The night gave me a healthy respect for judgment.  I wonder if we need it.  I don’t mean “sinners in the hands of an angry God” judgment, judgment that slakes God’s thirst for blood.  I mean the kind of judgment that exposes our imprisonment, highlights how sad and impotent we are at truly living; how far we have fallen short of the Glory of God revealed at Christmastime.  God says “yes” to humanity, but mysteriously, we only hear it after hearing the “no.” 

We need that judgment.  

No, we don’t need another judgmental person in our lives, but we need the cross, someone to hang a “condemned dwelling” on the ways we house our lives.  How else will we get out safe?  We need someone to say “no” so we are not suffocated by our own desires, a final and ultimate “No” spoken against our natural enslavement.  Life must be more than impossibly expensive gift bags and restaurants.  The powers are supposed to be stripped from their perches, Mouse ears impotent.  

And this is the trick of it all to me: it feels like dying, but it is actually life.  Letting go of the Christmas expectations, the materialism, the “should” and the fears means living Christmas differently.  Somehow.  Not entirely sure how-  more time with family, more time with the poor in the city.  We don’t need more brands to console us.  It hurts to be set free, shocked awake from utopian denial into bracing truth; cold air on a baby’s butt that brings a sharp cry and then, at last milk.  We’re still battling the power of Disney mice, but we’ve begun to hem it in this year, limit it so it can actually be a gift.  We have no choice.
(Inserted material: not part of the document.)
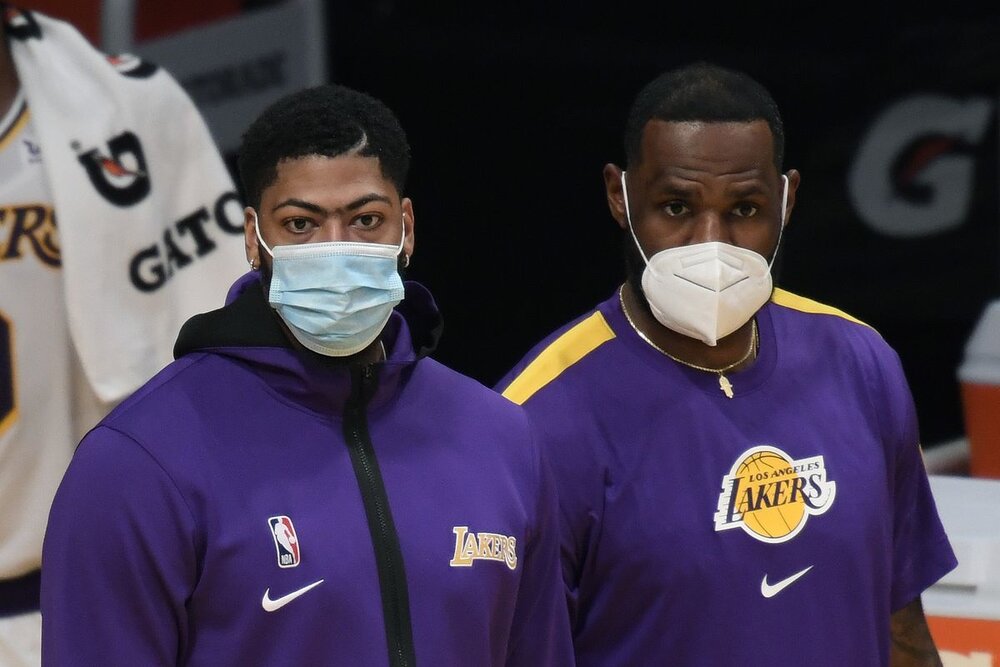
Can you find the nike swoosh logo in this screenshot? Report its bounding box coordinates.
[760,565,812,598]
[260,579,324,611]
  1. Oh my goodness. Christmas shoes! That song disturbs me on so many levels. Uhhh. How he seems so smug how he gave the kid a couple bucks to buy the shoes, rather than actually trying to help out the family.

    Oh, and the mouse ears are going to have some competition, now that they got the rights to Oswald the Lucky Rabbit back.

    I remember reading something online talking about Disneyland being a denial of reality to escape some of the junk of real life. Do you think our "Christianity" is a caricature of what it should be? That's kind of a scary thought.